Après avoir digéré votre ma’a (« nourriture » en tahitien), poursuivez votre périple en direction du village de Afareaitu. Wilfried, l’aquaman, pourra venir vous chercher à bord de son va’a, une pirogue traditionnelle et vous conduira sur un motu, un îlot privé. Un bungalow vous sera fournis pour la journée afin d’y déposer vos affaires et y faire la sieste à l’abri du soleil. Wilfried préparera ensuite le ma’a. Au programme, deux repas journaliers pour les poissons, raies pastenagues, requins et murènes. A peine aura-t-il mis un pied dans l’eau que des ailerons tâchés de noir feront leur apparition. Ces requins de lagon, appelés pointes noires, sont inoffensifs pour l’homme. Le spectacle de les voir se battre pour un morceau de chair à quelques mètres de vous n’en est pas moins impressionnant.
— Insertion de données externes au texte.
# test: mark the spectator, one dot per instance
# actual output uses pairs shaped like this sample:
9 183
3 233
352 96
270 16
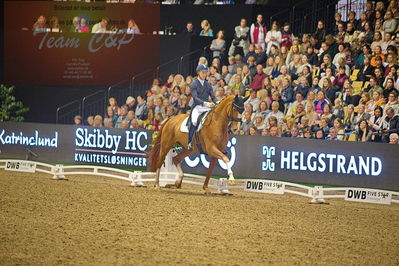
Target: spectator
100 27
240 42
273 37
390 23
258 78
206 29
258 32
363 133
218 45
276 112
77 120
141 109
394 138
189 30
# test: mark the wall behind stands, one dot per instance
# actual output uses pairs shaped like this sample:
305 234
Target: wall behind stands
369 165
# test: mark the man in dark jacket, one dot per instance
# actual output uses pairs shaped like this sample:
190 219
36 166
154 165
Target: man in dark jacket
201 91
393 121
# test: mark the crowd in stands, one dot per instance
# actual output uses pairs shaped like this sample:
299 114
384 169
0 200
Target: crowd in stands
335 85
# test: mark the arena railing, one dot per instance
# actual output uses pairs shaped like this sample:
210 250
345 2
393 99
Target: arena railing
94 104
66 113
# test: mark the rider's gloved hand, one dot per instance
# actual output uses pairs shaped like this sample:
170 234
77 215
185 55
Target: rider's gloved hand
208 104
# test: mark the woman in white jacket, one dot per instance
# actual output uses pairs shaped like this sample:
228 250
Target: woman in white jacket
273 37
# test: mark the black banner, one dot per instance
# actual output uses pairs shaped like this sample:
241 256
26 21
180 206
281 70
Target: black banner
335 163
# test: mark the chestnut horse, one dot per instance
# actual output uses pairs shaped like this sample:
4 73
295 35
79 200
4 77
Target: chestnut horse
213 138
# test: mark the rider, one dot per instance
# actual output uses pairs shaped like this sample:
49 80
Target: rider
201 90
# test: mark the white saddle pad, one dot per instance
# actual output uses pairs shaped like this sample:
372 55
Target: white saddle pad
184 128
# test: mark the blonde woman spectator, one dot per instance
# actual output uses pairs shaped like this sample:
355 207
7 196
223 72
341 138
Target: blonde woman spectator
290 57
363 133
241 38
284 53
311 114
98 121
273 37
390 23
376 101
180 82
218 45
259 123
203 61
392 103
348 122
269 66
206 29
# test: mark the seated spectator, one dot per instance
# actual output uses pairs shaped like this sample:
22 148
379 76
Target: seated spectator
363 133
340 79
361 115
218 45
274 132
206 29
189 30
276 112
246 123
108 123
390 23
131 103
373 86
90 120
100 27
258 78
394 138
320 102
392 103
315 85
387 42
77 120
348 122
338 110
122 116
392 120
141 109
376 101
259 123
273 37
240 42
287 93
319 134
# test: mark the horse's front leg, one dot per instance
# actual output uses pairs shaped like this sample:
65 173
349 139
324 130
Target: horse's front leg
209 174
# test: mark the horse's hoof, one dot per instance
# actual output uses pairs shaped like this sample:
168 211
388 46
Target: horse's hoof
207 193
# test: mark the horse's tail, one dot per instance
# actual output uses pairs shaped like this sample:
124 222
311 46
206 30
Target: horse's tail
153 154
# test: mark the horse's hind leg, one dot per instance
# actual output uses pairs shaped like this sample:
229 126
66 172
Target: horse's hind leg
176 161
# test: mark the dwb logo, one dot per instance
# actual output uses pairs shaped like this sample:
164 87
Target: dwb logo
268 164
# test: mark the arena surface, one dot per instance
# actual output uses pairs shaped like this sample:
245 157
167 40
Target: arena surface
96 221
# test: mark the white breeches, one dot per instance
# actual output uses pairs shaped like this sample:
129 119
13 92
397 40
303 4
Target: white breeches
196 112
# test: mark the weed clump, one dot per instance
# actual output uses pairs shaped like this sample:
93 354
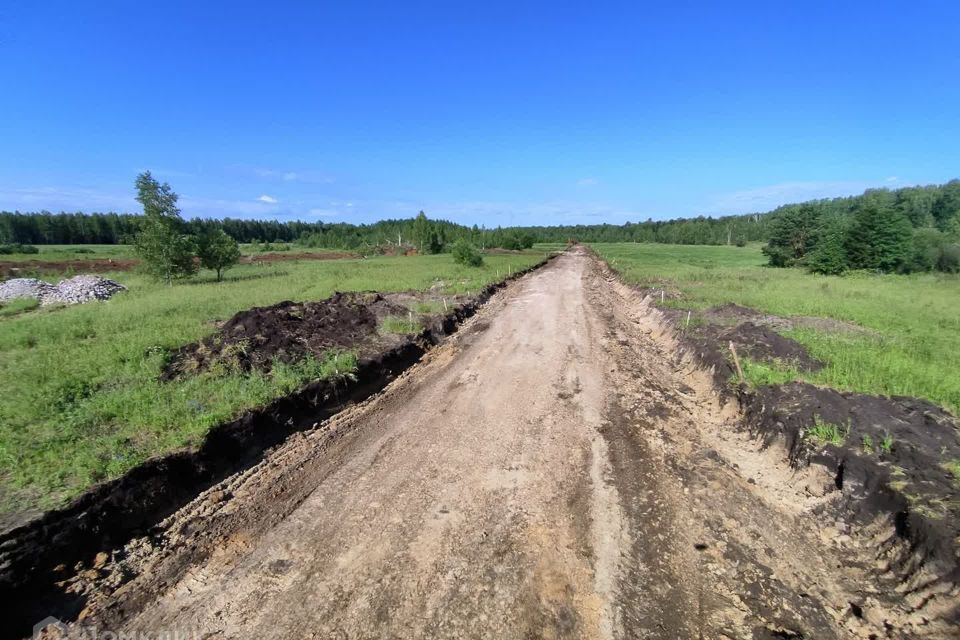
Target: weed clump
828 433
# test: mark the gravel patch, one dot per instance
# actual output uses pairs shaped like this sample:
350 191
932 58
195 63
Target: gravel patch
75 290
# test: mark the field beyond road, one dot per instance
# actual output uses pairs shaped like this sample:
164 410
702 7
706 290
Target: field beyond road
910 344
555 469
82 400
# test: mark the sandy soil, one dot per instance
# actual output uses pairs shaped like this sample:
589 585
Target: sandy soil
555 470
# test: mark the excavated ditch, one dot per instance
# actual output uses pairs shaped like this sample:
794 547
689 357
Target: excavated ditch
889 468
38 559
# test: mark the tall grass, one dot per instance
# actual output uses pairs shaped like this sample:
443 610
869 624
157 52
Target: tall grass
911 345
81 400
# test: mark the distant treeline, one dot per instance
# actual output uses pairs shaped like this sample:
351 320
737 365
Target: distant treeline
907 230
119 228
933 207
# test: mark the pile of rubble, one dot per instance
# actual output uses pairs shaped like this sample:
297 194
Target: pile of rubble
74 290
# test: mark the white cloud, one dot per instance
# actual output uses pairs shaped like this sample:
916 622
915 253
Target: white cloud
66 199
760 199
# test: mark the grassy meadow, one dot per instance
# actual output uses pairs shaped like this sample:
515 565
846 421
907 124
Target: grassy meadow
82 401
911 346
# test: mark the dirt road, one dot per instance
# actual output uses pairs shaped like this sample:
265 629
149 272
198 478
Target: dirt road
555 470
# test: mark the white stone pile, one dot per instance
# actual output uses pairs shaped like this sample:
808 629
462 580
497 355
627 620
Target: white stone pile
75 290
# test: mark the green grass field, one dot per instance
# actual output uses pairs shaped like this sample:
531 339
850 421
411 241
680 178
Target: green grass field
82 402
913 345
59 252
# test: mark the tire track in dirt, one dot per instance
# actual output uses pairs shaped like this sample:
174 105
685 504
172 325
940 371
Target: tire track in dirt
551 471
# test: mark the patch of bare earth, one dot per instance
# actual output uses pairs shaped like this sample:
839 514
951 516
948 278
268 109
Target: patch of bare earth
560 468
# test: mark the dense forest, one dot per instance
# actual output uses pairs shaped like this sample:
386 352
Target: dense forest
909 229
119 228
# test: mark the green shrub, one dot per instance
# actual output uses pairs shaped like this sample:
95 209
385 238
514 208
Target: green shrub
7 249
827 433
465 253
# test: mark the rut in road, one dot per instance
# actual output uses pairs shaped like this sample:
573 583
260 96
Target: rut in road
556 469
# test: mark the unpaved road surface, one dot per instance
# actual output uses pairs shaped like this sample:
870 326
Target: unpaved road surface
554 470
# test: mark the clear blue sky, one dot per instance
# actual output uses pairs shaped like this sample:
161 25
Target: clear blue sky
486 112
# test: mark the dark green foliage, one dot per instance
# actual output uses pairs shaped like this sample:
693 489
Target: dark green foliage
7 249
166 252
947 205
465 253
829 257
950 258
793 236
217 251
928 245
880 238
923 206
158 200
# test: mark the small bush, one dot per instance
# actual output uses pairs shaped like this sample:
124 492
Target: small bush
7 249
465 253
399 324
827 433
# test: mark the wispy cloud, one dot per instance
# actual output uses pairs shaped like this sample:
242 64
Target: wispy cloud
772 196
66 199
305 176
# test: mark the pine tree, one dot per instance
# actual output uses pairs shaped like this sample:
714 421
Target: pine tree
793 236
166 252
421 231
880 238
829 257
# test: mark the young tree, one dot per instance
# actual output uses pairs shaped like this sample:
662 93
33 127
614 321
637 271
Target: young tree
793 236
829 257
465 253
880 238
218 251
166 252
421 231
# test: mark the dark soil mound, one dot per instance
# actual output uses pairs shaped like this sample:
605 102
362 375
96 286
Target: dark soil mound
711 344
909 479
287 331
762 343
20 268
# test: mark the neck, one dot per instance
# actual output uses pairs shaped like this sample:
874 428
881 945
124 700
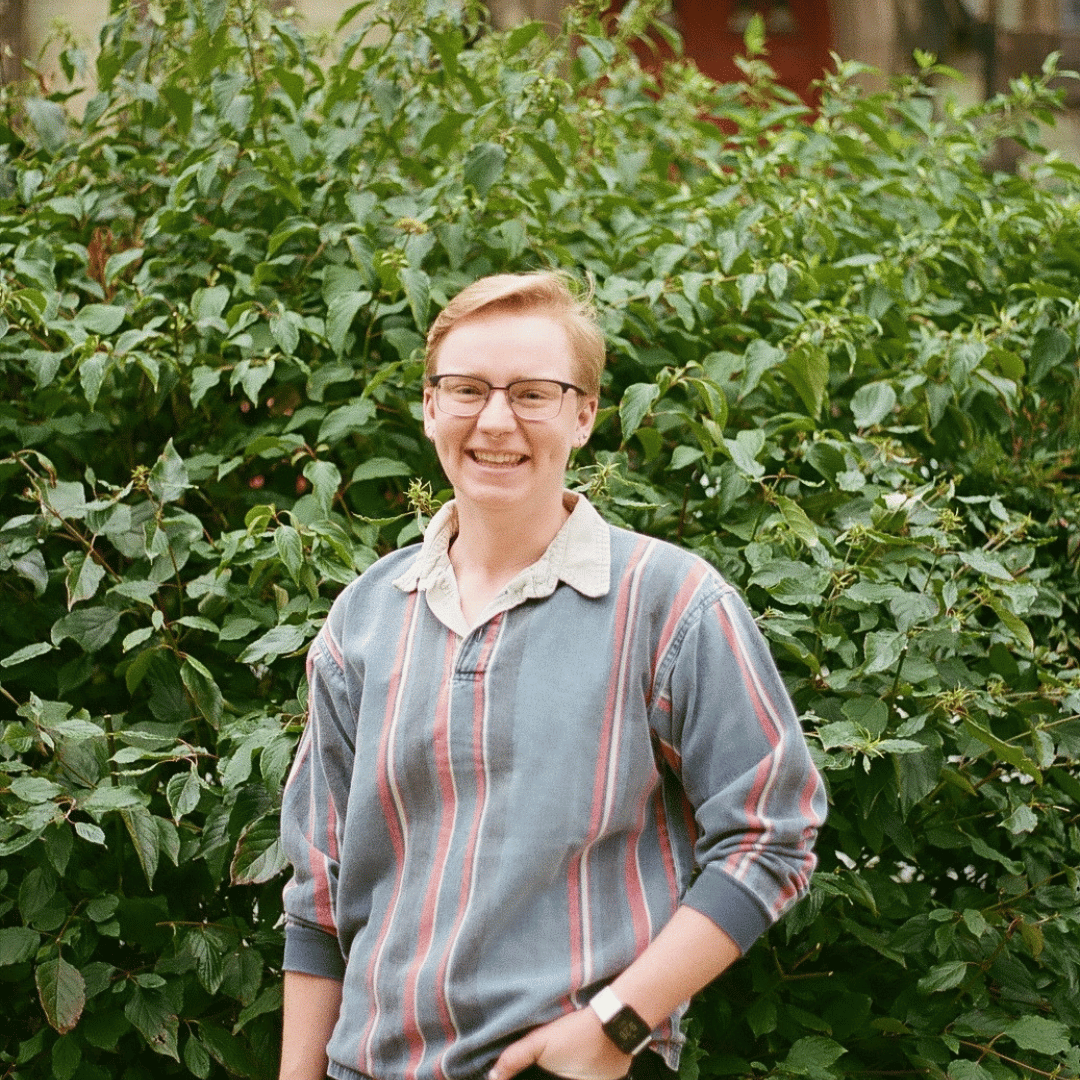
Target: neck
498 545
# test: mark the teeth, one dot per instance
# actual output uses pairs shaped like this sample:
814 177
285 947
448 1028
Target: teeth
497 459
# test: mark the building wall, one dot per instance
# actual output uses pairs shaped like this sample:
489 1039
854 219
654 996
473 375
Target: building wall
878 32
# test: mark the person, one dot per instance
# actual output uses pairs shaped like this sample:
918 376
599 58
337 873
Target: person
551 783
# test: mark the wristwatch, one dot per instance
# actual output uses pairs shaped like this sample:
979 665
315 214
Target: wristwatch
622 1025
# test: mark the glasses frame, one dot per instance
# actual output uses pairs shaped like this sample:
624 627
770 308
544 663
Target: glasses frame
433 381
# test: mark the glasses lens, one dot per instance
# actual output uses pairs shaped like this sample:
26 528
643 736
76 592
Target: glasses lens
460 395
536 399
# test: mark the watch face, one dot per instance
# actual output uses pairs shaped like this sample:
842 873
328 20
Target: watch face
626 1030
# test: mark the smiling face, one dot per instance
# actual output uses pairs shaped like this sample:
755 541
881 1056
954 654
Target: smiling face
495 461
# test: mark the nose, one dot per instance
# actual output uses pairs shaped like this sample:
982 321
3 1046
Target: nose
497 416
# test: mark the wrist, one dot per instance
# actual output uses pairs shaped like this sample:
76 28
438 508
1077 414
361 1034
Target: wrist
622 1024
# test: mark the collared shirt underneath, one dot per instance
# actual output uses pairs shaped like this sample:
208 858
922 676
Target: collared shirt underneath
580 555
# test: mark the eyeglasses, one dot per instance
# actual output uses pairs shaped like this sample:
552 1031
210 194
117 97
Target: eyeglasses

Cette partie du lagon étant proche d’une passe, le courant y est naturellement plus fort. Un ingénieux système de câbles tendus entre les rochers a été mis en place. Ils permettent de se déplacer librement dans le lagon, et de se reposer si besoin.

Nombreux  sont les voyageurs qui passent à côté de cette magnifique île en forme de cœur. Après le passage obligé à Tahiti, de par l’aéroport, ils repartent immédiatement pour les splendides bungalows sur pilotis de Bora Bora, ou pour se recueillir sur la tombe de Jacques Brel dans l’archipel des Marquises. Alors qu’ils ont à portée de main, l’un des plus beaux paradis sur Terre. Ici, de nombreux sentiers de randonnées sillonnent l’intérieur de l’île, ainsi qu’une multitude de pensions de familles prête à vous accueillir pour vous faire vivre à la locale. Un véritable condensé de Polynésie.